Impaired Endoplasmic Reticulum Stress Response in B-Lymphoblasts From Patients With Bipolar-I Disorder

Backgroud Aberrant intracellular calcium (Ca2+) signaling in patients with bipolar-I disorder (BD-I) suggests disturbed endoplasmic reticulum (ER) function in BD. We examined whether the ER stress response is altered in BD-I patients and the relationship to basal intracellular Ca2+ levels ([Ca2+]B), in B lymphoblasts (BLCLs) from BD-I patients.
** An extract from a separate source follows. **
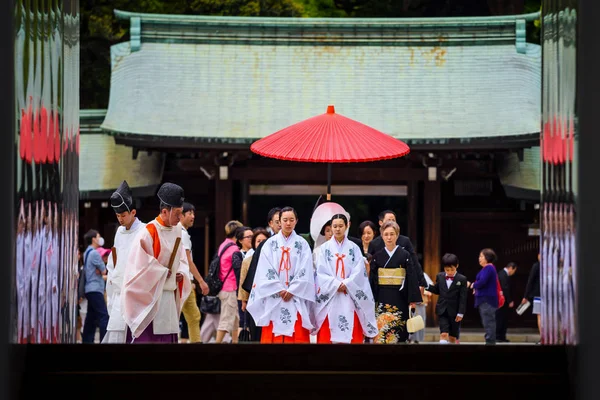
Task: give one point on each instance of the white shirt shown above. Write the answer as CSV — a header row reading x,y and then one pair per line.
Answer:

Methods Endoplasmic reticulum stress-induced X-box binding protein 1 (XBP1), C/EBP homologous protein (CHOP), and GRP78 expression in BLCLs from BD-I subjects stratified on elevated or normal [Ca2+]B and control subjects were determined by real-time quantitative reverse transcription polymerase chain reaction. The XBP1 −116C/G polymorphism, which impairs the XBP1 loop in the ER stress response, were genotyped with a TaqMan-based assay. Results Compared with control subjects, thapsigargin- and tunicamycin-induced increases in XBP1 and CHOP but not GRP78 messenger RNA levels were significantly lower in BD-I patients. However, induction of these genes did not differ significantly in the two BD-I subgroups stratified on [Ca2+]B. Furthermore, the attenuated XBP1 induction cannot be explained solely by differences of XBP1 −116C/G genotype frequency. Conclusions Our findings suggest that the ER stress response is impaired in BD-I patients but irrespective of altered intracellular Ca2+ homeostasis as reflected in elevated [Ca2+]B. Moreover, an effect of XBP1 −116C/G polymorphism could not account for the attenuated XBP1 induction in bipolar-I disorder observed in this study.